Somente na hipótese de o Estado não conseguir alcançar os objetivos pretendidos, que em verdade não são interesses de um Estado, mas de toda a União Europeia (e são um tema de interesse comum), é que as instituições da União Europeia atuarão, de maneira subsidiária e proporcional, com a finalidade de executar as referidas políticas e alcançar o fim comunitário. Trata-se da aplicação dos princípios da subsidiariedade e da proporcionalidade, previstos no artigo 5º do Tratado de Nice, 20015. Aliás, o princípio da subsidiaridade, verdadeira pedra de toque do ordenamento jurídico supranacional, tem como função primordial aproximar o cidadão das políticas comunitárias, de modo a inseri-lo no seio da integração, criando-se, no espaço comunitário, uma verdadeira “Europa dos cidadãos”.6
Assim, por exemplo, um dos objetivos da União Europeia é o respeito às diferenças e aos valores culturais. Trata-se de matéria de competência concorrente entre as instituições da União Europeia, e os Estados. Caberá, primordialmente, ao Estado, enquanto ente menor, executar as referidas políticas para a proteção de uma minoria linguística. Somente se o Estado não lograr êxito de atingir o fim perseguido é que as instituições comunitárias poderão adotar políticas, de maneira subsidiária e proporcional, para suprir a omissão do Estado e garantir o interesse supranacional.7
De acordo com o estágio atual da União Europeia, de Mercado Comum e da União Monetária, pode-se afirmar a existência do rompimento do dogma referente ao conceito clássico de soberania, devido às próprias políticas que o processo de integração engloba, ou seja, a livre circulação dos quatro fatores de produção, bens, pessoas serviços e capitais, agregando-se a existência de uma moeda única: o euro. Torna-se necessário que as instituições comunitárias, portanto, adotem as políticas com vistas a atingir o interesse supranacional, avançando em matérias, políticas e competências legislativas que antes eram de atribuição exclusiva dos Estados.

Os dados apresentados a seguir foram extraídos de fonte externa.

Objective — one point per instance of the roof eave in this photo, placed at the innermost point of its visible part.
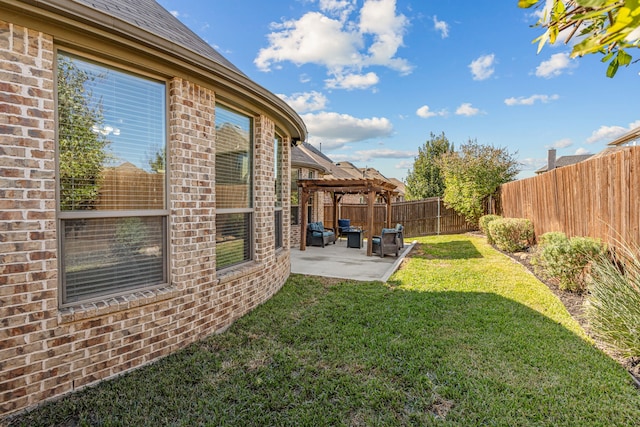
(207, 68)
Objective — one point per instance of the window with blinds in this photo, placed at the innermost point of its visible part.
(234, 185)
(112, 209)
(295, 196)
(277, 147)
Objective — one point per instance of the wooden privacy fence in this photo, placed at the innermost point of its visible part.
(419, 218)
(599, 197)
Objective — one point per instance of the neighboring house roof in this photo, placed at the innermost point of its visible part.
(299, 158)
(566, 161)
(400, 187)
(631, 136)
(150, 31)
(332, 170)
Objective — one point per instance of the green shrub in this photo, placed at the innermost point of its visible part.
(511, 234)
(566, 260)
(613, 308)
(484, 225)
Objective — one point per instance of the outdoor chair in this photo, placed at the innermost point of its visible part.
(343, 225)
(318, 235)
(386, 243)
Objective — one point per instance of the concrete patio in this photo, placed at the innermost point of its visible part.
(345, 263)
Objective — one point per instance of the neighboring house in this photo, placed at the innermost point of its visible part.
(145, 200)
(630, 138)
(553, 163)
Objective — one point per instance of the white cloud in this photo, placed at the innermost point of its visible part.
(606, 133)
(335, 130)
(557, 64)
(562, 143)
(531, 100)
(467, 110)
(314, 38)
(482, 68)
(441, 26)
(343, 46)
(341, 8)
(353, 81)
(405, 164)
(304, 102)
(425, 112)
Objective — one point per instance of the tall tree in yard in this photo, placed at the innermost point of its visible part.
(474, 173)
(82, 147)
(608, 27)
(425, 178)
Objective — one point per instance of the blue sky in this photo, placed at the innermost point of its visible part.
(372, 79)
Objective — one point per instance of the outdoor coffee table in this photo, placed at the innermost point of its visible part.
(355, 237)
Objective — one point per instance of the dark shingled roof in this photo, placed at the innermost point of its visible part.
(566, 161)
(150, 16)
(300, 158)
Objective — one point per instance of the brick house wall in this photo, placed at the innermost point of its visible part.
(46, 351)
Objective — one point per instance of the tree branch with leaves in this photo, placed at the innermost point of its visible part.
(608, 27)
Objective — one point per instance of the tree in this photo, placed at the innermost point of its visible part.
(608, 27)
(473, 174)
(82, 148)
(425, 178)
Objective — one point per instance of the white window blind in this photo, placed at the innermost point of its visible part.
(234, 186)
(112, 186)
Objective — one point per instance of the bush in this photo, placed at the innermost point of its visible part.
(511, 234)
(484, 225)
(613, 303)
(566, 260)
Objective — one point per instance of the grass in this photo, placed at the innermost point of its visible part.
(460, 336)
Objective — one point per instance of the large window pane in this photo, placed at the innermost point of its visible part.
(234, 155)
(234, 184)
(111, 155)
(104, 256)
(233, 239)
(111, 138)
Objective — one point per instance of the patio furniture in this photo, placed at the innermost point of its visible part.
(386, 243)
(355, 237)
(318, 235)
(343, 225)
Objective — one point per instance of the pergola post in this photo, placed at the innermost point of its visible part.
(388, 197)
(371, 198)
(304, 196)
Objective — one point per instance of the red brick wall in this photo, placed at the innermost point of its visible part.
(46, 352)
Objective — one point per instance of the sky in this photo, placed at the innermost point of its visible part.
(373, 79)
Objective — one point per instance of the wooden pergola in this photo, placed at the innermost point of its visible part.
(338, 187)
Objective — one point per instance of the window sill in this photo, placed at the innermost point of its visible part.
(238, 271)
(83, 311)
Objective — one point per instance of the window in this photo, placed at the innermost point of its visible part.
(277, 156)
(295, 196)
(112, 209)
(234, 184)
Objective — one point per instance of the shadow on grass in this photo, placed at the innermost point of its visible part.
(349, 353)
(458, 249)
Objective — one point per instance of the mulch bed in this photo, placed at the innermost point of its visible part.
(575, 304)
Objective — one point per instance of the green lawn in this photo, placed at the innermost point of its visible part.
(460, 336)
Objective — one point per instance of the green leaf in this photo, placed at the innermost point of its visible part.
(612, 68)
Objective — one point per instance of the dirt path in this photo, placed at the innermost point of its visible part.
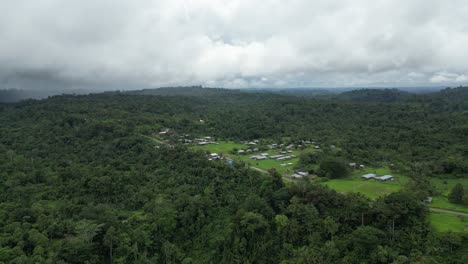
(445, 211)
(258, 169)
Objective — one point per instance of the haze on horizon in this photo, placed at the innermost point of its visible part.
(234, 44)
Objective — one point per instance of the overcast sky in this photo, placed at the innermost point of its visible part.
(233, 43)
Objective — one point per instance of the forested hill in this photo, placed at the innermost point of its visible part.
(375, 95)
(186, 91)
(83, 180)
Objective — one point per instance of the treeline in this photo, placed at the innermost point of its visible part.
(80, 183)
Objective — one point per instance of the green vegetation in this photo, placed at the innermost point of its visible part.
(223, 147)
(443, 203)
(457, 194)
(83, 180)
(370, 188)
(448, 222)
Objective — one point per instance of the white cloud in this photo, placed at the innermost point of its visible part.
(236, 43)
(446, 77)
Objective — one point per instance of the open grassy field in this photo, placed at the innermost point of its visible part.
(371, 188)
(443, 203)
(448, 222)
(445, 185)
(225, 147)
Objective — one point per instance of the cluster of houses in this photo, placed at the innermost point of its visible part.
(280, 157)
(299, 174)
(290, 146)
(214, 156)
(205, 141)
(353, 165)
(379, 178)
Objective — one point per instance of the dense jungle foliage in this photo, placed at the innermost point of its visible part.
(81, 180)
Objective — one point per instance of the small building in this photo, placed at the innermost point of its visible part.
(296, 176)
(369, 176)
(215, 156)
(385, 178)
(276, 156)
(164, 132)
(258, 157)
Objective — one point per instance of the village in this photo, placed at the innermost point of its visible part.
(283, 156)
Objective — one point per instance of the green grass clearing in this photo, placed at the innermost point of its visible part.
(225, 148)
(443, 203)
(447, 222)
(370, 188)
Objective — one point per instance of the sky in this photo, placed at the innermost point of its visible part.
(123, 44)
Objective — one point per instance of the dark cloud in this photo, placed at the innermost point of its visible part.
(236, 43)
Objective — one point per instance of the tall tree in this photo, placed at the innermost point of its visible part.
(457, 194)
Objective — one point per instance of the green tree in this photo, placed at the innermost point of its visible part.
(333, 168)
(457, 194)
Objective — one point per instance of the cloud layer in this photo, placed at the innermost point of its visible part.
(233, 43)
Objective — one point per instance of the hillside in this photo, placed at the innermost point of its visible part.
(89, 179)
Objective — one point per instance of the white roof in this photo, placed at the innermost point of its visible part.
(385, 177)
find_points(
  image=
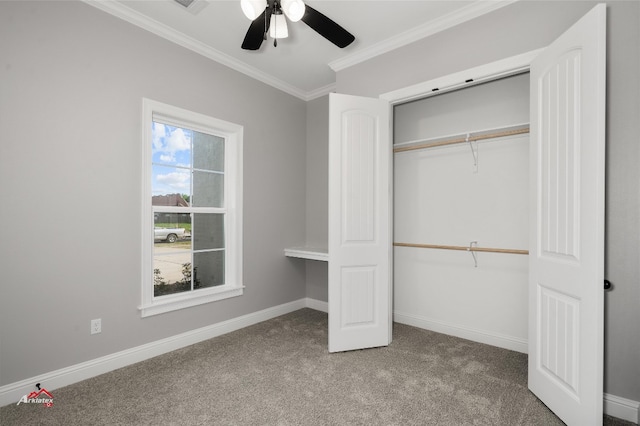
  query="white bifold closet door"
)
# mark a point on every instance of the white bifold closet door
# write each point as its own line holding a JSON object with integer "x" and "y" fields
{"x": 566, "y": 265}
{"x": 359, "y": 223}
{"x": 566, "y": 223}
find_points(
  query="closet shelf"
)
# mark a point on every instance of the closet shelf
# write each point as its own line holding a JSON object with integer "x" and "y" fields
{"x": 311, "y": 253}
{"x": 466, "y": 138}
{"x": 463, "y": 248}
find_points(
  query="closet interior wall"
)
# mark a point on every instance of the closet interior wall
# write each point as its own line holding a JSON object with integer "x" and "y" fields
{"x": 452, "y": 196}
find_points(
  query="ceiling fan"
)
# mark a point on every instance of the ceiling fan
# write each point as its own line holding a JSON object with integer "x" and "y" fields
{"x": 269, "y": 16}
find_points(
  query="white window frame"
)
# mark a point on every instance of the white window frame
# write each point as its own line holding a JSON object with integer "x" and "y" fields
{"x": 233, "y": 135}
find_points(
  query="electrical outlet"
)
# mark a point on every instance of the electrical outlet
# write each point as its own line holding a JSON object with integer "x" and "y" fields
{"x": 96, "y": 326}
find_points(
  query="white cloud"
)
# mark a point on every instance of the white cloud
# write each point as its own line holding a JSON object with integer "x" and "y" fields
{"x": 159, "y": 133}
{"x": 177, "y": 181}
{"x": 172, "y": 145}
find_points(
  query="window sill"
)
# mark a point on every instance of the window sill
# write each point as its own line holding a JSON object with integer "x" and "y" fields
{"x": 181, "y": 301}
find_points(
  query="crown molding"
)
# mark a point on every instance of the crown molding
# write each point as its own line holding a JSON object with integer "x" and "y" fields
{"x": 474, "y": 10}
{"x": 320, "y": 92}
{"x": 133, "y": 17}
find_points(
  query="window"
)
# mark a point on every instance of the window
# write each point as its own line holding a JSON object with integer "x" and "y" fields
{"x": 192, "y": 209}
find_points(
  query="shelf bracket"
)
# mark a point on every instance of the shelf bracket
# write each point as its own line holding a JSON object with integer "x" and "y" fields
{"x": 473, "y": 144}
{"x": 473, "y": 244}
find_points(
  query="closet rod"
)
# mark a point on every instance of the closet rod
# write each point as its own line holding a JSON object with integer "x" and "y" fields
{"x": 462, "y": 248}
{"x": 463, "y": 139}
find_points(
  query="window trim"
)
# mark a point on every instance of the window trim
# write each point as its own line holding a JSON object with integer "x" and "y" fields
{"x": 233, "y": 134}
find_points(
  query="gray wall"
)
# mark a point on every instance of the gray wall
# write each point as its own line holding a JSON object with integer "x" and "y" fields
{"x": 317, "y": 194}
{"x": 525, "y": 26}
{"x": 72, "y": 79}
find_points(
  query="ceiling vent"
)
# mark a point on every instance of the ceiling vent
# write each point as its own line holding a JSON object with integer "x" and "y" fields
{"x": 193, "y": 6}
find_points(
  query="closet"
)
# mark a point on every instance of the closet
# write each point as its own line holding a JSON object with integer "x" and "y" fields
{"x": 461, "y": 212}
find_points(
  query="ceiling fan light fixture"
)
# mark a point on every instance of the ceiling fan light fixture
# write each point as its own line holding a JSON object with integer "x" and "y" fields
{"x": 294, "y": 9}
{"x": 278, "y": 27}
{"x": 253, "y": 8}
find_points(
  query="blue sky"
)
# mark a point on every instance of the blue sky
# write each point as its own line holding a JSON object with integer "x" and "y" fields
{"x": 171, "y": 157}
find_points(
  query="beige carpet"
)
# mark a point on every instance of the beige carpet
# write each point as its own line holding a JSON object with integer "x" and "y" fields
{"x": 280, "y": 373}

3. Cultura e Evolução do Estado Nacional na Europa
Com o aprofundamento cada vez maior do processo de integração europeu, parte-se para a construção de uma verdadeira arena supranacional, na qual convivem vinte e sete Estados-membros, com culturas, costumes, línguas e tradições diferentes. Uma das grandes dificuldades e dilemas da União Europeia por consequência, é o de buscar certa compatibilização e harmonia entre as culturas da arena supranacional, de forma a, na medida do possível, ser possível preservá-las.
Quanto mais aprofundado for o processo de integração, maiores serão os conflitos de ordem cultural a ser enfrentados pelos povos, colocando-se em cheque o próprio conceito de Estado-Nação, ante à relativização do conceito de soberania, ficando os Estados fragilizados frente à adoção das políticas comunitárias. Como forma de buscar a proteção dos próprios valores locais, dentre eles os culturais, os Estados passam a voltar suas políticas para seus interesses soberanos, deixando de lado os interesses supranacionais e fazendo com que, equivocadamente, prevaleçam os seus próprios interesses.8
Verifica-se a clara dicotomia entre os interesses supranacionais e os soberanos, e a própria dificuldade em compatibilizá-los, pois quanto maior for o processo de globalização, na sociedade internacional, maior será o receio de os Estados perderem a sua soberania, o que justifica, ao menos, a volta aos conceitos clássicos de soberania. Como forma de melhor entender a dicotomia, importante examinar, embora com brevidade, a formação do Estado, a fim de se entender como o ordenamento jurídico do Estado-Nação, antes impositor da existência de valores culturais quase que únicos, transmutou-se para um embrião, quem sabe, de um futuro Estado supranacional, resultado do processo globalizante e do ressurgimento, com maior força, dos valores culturais que, agora, passam a conviver juntos na arena supranacional.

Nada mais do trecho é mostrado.